Rain, gadis paling gila yang pernah ada di dunia. Sulit membayangkan, bagaimana bisa ia mencintai hantu. Rain sadar, hal itu sangat aneh bahkan sangat gila. Namun, Rain tidak dapat menyangkal perasaannya.
Namun, ternyata ada sesuatu yang Rain lupakan. Sesuatu yang membuatnya harus melihat Ghio.

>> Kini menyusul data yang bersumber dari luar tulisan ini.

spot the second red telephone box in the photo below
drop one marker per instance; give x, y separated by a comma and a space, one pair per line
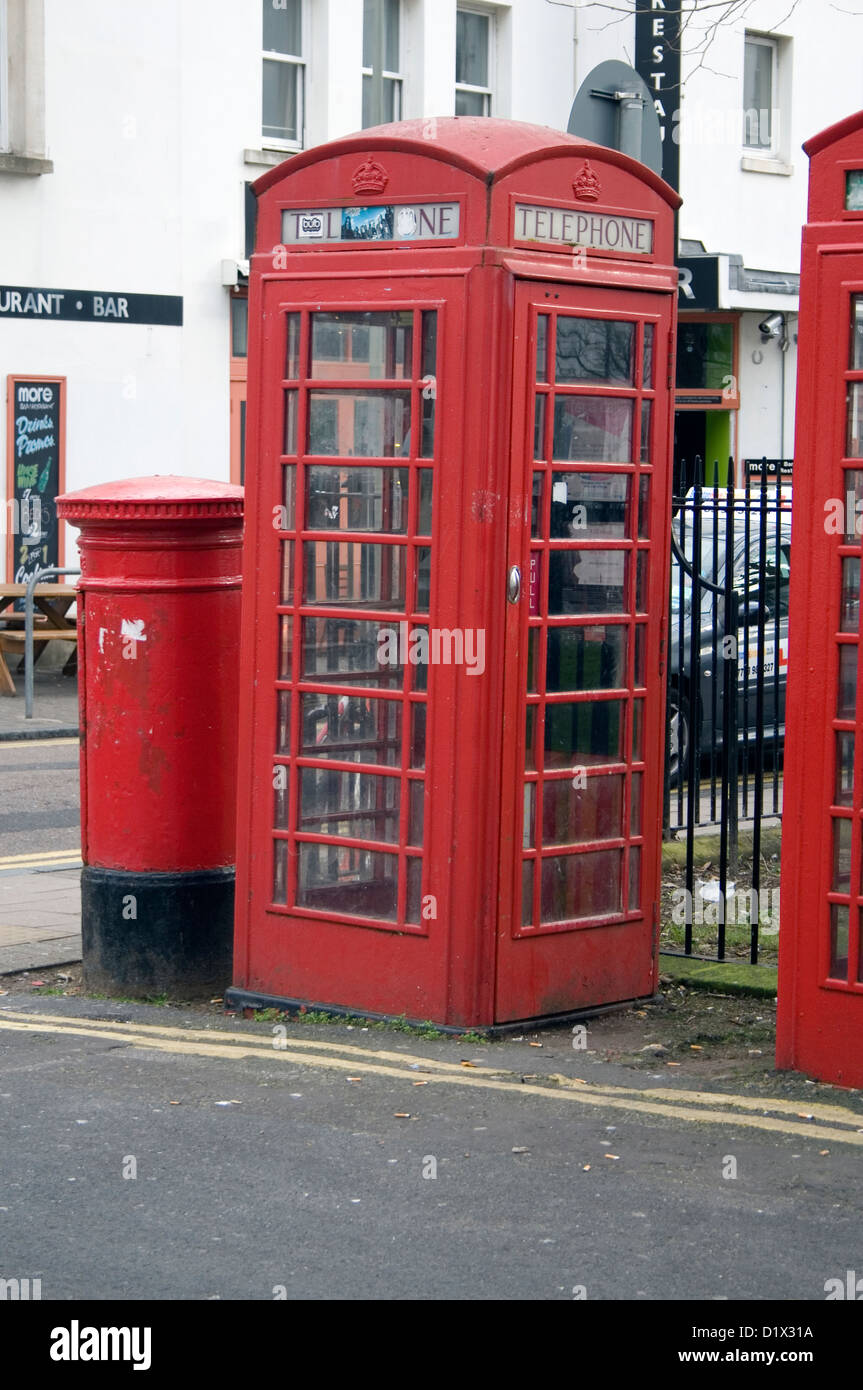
457, 509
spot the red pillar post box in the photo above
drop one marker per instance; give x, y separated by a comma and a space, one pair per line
462, 338
159, 667
820, 1000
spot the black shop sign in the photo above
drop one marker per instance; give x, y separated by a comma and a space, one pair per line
35, 452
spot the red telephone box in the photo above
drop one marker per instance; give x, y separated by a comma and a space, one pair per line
820, 1000
456, 574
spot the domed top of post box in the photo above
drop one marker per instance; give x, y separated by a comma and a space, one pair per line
146, 499
487, 146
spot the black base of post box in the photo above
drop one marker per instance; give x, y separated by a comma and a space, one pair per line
146, 934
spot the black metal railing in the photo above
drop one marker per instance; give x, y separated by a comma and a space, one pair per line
727, 663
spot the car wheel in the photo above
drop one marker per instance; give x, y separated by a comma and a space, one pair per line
678, 736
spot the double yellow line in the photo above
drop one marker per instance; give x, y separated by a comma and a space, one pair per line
46, 859
820, 1123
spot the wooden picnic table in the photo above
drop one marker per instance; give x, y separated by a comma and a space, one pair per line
53, 602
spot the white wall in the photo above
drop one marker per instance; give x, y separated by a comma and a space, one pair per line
149, 110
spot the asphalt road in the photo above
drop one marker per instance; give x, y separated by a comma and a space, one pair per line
303, 1169
39, 797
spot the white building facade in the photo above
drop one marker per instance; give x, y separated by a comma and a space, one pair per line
129, 135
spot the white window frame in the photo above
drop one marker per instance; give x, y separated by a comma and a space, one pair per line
766, 152
395, 77
271, 142
487, 92
3, 78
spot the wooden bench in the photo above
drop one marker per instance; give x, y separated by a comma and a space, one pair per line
52, 602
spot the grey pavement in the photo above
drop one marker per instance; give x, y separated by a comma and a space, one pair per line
39, 919
54, 705
193, 1159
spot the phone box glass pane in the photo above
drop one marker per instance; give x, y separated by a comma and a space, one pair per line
581, 886
592, 428
356, 499
362, 883
355, 573
356, 805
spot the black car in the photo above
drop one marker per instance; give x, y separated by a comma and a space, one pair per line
760, 581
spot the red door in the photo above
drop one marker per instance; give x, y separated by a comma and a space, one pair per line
820, 1023
353, 563
584, 649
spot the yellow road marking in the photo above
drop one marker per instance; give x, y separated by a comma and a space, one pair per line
318, 1054
40, 742
39, 854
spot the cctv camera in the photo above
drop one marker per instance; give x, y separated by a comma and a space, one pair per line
771, 327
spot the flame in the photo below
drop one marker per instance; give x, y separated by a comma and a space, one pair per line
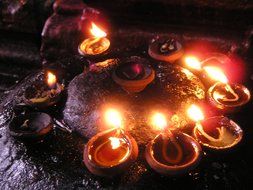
113, 118
96, 31
51, 79
159, 121
195, 113
193, 62
115, 142
216, 74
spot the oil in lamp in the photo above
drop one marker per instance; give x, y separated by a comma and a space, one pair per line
223, 95
165, 49
215, 132
31, 125
95, 45
110, 152
192, 63
171, 152
133, 76
43, 95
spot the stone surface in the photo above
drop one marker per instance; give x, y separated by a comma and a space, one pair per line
172, 90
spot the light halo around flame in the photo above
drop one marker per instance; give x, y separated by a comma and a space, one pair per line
96, 31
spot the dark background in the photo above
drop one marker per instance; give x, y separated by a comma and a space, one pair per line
47, 165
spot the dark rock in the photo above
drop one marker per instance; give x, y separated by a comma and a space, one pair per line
173, 89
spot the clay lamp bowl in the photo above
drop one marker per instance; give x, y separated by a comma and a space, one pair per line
171, 152
165, 49
44, 94
110, 153
228, 97
133, 76
95, 45
218, 133
31, 125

Lalu, apa fakta yang Rain lupakan? Dan, apakah perasaannya dapat dibenarkan? bisa kah Rain hidup bersama dengannya seperti hidup manusia pada umumnya?
Rain hanya bisa berharap.
Karya ini diterbitkan atas izin NovelToon H_L, isi konten hanyalah pandangan pribadi pembuatnya, tidak mewakili NovelToon sendiri
Sosok di Rooftop
Seperti halnya perintah Asyama kemarin, hari ini Rain melakukan survei lokasi. Rain benar-benar menuruti ucapan kakaknya. Ia datang ke tempat tujuan tanpa motornya.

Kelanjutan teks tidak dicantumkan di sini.